End of the Koons economy?

Today’s economic news reflects the new looking-glass world we inhabit.

The Dow Jones sank a hefty 300 points on news that the economy may be rebounding at long last as reflected in the solid 4 percent quarterly growth rate increase and good job numbers.

Huh? Why would the supposed principal barometer of the nation’s material well-being move inversely to a strong economy? Shouldn’t indications of proper growth and job creation make the stocks of national companies worth more?

Tut, tut, innocent ones. This is the brave new financier world in which gains from assets are not based on anything real but rather on the possibilities of exploiting mathematical games and executing clever trades with the piles of cheap cash provided by the state.

And therein lies the motive for Wall Street’s sudden egg. It appears that the Federal Reserve may begin to turn off the tap on the oceans of liquidity that it has injected into world banks hoping to goose production by providing a wall of capital. The alternative, goosing production by stimulating demand via government deficits, is Not Done.

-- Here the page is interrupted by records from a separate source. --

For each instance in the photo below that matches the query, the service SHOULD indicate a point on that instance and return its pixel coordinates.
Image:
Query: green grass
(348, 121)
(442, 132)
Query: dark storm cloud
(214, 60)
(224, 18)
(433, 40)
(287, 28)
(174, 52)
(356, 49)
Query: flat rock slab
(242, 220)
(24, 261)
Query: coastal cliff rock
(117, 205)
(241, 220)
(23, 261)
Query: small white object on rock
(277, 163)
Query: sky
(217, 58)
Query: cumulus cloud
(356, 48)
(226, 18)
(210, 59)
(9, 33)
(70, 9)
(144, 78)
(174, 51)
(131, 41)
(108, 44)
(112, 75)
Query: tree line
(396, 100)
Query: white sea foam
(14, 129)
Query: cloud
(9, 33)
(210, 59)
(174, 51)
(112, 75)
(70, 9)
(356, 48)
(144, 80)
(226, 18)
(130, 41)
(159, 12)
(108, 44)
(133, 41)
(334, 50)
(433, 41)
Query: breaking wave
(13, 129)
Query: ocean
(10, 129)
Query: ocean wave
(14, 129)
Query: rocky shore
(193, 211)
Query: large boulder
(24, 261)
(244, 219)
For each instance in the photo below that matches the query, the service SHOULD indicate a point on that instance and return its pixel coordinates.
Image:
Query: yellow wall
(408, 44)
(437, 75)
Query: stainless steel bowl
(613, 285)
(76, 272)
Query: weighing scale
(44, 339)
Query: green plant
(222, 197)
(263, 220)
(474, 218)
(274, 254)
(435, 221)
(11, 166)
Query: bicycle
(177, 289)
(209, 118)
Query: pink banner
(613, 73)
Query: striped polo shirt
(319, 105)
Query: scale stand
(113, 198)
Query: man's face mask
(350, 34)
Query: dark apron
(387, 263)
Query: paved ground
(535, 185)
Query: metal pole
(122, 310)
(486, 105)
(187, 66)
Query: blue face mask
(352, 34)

The result has been a run-up in assets to renewed bubble proportions, and it was just a matter of time before the inevitable pull of gravity kicked in. Today’s market debacle may or may not be the turning point, but according to Isaac Newton, is has to come eventually.

Reuters summarized the state of our new Jeff Koons economy—characterized by shiny baubles of sparklingly useless kitsch fakery produced with consummate skill. It reported thusly:

I
n after hours trade, shares of LinkedIn (LNKD.N) jumped 8.9 percent to $196.70 when the corporate networking site reported a 47 percent increase in quarterly revenue and forecast better-than-expected adjusted profit and revenue in the current quarter.
During the regular session, Kraft Foods Group (KRFT.O) shares fell 6.4 percent to $53.59. The stock was the biggest percentage decliner on the Nasdaq after Kraft late on Wednesday reported a scant rise in quarterly revenue.

And there you have it, our economic life in a nutshell: huge values accumulated by a magic Internet vehicle while a company that actually produces something (food, by some definitions), slumps.

No doubt the savvy investors are hoping that the economy returns to its prior state of crippled stagnation so that the Dow can restart its vertiginous, post-meltdown climb.